Introduction
This model is designed to address the Natural Language Inference (NLI) task using a pre-trained multilingual model. The goal is to predict the semantic relationship between two sentences (synonymous, antonymous, or semantically unrelated).
Requirements
- Python 3.6+
- TensorFlow 2.0+
- Transformers library
- Sentencepiece library
Dataset
The datasets contain two columns for sentence pairs (sentence_1
, sentence_2
) and one column for the label (label
). sentence_1
can be an English or Vietnamese sentence, sentence_2
is a Vietnamese sentence, and label
has three values: "agree", "disagree", and "neutral".
Model
I use the infoXLM-Large model from Hugging Face. The model is fine-tuned for the NLI task using TensorFlow Keras with additional layers for classification.
Experiments
To find the most suitable model for the task, I experimented with various multilingual models: mBERT, XLM-R, and infoXLM with their variations. The table below shows the experimental results with these models.

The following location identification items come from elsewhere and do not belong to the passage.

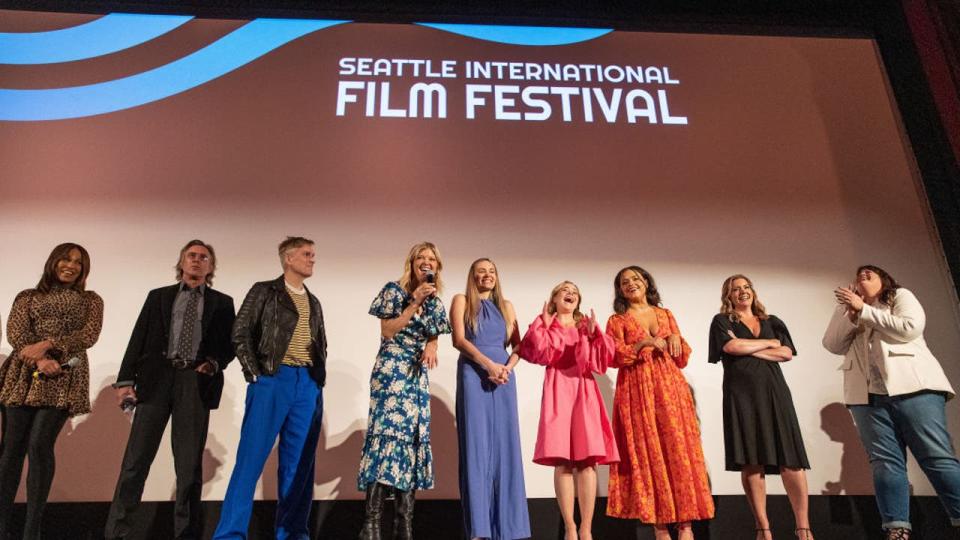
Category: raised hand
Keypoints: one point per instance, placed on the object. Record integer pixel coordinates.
(675, 345)
(424, 291)
(546, 316)
(592, 323)
(848, 296)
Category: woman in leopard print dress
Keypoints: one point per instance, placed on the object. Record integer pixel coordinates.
(49, 326)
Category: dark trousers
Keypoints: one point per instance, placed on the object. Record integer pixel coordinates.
(28, 431)
(181, 402)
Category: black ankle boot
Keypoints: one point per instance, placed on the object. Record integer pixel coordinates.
(403, 518)
(373, 509)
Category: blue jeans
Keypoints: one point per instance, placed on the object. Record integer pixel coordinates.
(888, 426)
(289, 404)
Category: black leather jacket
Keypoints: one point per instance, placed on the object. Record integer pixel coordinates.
(264, 326)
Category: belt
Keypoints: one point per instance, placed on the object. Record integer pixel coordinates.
(179, 363)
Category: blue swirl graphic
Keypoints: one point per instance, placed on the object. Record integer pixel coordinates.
(108, 34)
(230, 52)
(522, 35)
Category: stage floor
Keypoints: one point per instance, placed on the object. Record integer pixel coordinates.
(832, 518)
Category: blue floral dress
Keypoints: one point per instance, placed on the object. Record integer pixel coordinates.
(396, 449)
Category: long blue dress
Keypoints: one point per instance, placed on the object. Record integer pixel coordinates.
(396, 448)
(491, 467)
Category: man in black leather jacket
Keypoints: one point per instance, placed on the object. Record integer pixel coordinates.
(280, 342)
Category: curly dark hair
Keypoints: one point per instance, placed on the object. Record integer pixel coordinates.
(620, 303)
(49, 278)
(888, 285)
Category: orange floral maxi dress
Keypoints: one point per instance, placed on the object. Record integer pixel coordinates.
(661, 477)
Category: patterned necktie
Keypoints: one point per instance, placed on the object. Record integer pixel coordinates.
(189, 321)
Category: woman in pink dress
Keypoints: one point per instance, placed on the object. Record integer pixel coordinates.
(574, 434)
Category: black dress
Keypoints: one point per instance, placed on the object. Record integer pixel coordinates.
(759, 422)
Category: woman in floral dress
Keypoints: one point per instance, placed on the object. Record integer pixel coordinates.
(396, 449)
(662, 477)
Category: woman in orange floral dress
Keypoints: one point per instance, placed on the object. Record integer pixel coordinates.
(661, 478)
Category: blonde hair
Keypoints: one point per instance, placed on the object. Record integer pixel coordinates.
(727, 307)
(552, 308)
(213, 260)
(472, 308)
(408, 281)
(289, 244)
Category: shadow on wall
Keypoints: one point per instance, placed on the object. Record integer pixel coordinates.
(87, 468)
(607, 391)
(856, 477)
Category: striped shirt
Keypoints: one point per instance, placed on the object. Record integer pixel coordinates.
(298, 351)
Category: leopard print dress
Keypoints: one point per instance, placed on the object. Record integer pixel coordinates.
(71, 320)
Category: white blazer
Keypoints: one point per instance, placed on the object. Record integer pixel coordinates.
(908, 364)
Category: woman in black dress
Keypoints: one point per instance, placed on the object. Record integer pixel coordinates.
(760, 429)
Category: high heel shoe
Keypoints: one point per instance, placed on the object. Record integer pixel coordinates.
(898, 534)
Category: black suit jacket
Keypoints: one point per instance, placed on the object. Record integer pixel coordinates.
(146, 362)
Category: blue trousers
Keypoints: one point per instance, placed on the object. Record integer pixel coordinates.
(888, 426)
(288, 404)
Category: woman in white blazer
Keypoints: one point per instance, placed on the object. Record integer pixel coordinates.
(896, 390)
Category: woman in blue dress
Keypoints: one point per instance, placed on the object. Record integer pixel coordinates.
(396, 450)
(491, 467)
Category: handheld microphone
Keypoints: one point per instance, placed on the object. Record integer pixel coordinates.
(129, 404)
(70, 364)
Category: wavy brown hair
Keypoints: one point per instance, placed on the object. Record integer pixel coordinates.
(213, 260)
(620, 302)
(726, 305)
(888, 285)
(49, 279)
(409, 278)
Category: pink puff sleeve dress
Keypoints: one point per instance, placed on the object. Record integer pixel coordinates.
(574, 428)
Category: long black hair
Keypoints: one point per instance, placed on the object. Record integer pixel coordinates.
(49, 279)
(888, 285)
(620, 303)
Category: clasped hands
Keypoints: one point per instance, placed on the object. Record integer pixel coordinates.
(590, 323)
(36, 354)
(671, 345)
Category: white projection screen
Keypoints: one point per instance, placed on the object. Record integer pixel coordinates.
(559, 153)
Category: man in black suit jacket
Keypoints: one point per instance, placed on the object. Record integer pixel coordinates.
(173, 368)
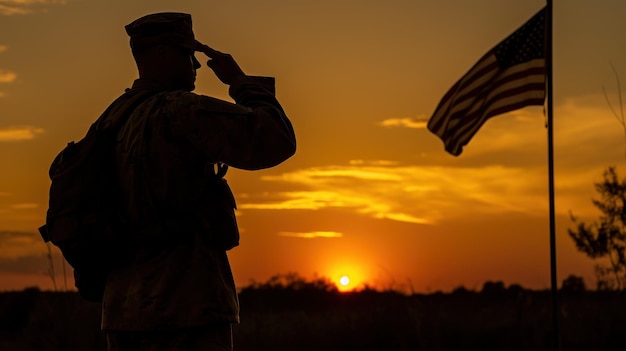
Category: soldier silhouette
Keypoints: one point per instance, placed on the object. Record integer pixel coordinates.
(177, 291)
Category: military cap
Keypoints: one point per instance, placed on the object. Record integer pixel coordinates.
(171, 28)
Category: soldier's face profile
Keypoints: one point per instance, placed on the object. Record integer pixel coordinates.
(181, 67)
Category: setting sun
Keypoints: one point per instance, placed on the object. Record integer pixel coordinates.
(344, 281)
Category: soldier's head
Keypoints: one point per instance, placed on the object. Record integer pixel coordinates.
(163, 46)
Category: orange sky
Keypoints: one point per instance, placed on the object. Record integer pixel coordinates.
(370, 194)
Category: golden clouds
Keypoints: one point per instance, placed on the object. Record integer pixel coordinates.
(26, 206)
(410, 194)
(16, 244)
(407, 122)
(312, 235)
(25, 7)
(7, 76)
(11, 134)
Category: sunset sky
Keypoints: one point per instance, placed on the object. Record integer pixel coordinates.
(371, 193)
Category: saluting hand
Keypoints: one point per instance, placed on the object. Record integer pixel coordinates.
(224, 66)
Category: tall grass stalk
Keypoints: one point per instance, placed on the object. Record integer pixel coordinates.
(51, 267)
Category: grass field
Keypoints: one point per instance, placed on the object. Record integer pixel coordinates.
(307, 316)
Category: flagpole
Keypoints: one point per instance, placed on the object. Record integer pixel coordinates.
(549, 96)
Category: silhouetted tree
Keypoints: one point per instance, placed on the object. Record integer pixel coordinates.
(606, 238)
(493, 288)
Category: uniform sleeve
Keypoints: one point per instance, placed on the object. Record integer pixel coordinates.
(252, 133)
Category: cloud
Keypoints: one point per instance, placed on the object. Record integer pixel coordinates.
(312, 235)
(25, 7)
(418, 122)
(11, 134)
(14, 244)
(7, 76)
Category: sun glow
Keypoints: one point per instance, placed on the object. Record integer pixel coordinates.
(344, 280)
(348, 277)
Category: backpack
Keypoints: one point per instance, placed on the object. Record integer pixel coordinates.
(83, 218)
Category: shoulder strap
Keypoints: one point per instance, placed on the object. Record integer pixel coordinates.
(130, 100)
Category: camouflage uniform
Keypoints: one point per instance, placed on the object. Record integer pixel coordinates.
(183, 212)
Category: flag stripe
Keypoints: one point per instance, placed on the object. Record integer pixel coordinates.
(508, 77)
(506, 85)
(528, 98)
(497, 82)
(486, 69)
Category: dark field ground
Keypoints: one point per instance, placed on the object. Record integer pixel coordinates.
(308, 316)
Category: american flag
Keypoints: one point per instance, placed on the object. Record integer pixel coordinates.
(508, 77)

Model | Train acc | Val acc | Test acc |
---|---|---|---|
mBERT | 0.95 | 0.86 | 0.85 |
XLM-RoBERTa-base | 0.96 | 0.9 | 0.9 |
XLM-RoBERTa-large | 0.99 | 0.95 | 0.96 |
InfoXLM-base | 0.85 | 0.88 | 0.87 |
InfoXLM-large | 0.99 | 0.96 | 0.96 |
The two models, XLM-R-large and InfoXLM-large, yielded nearly identical results. Ultimately, I chose the InfoXLM-large model to address this task.
Acknowledgements
Thank you to the authors of the mBERT, XLM-R, and infoXLM models.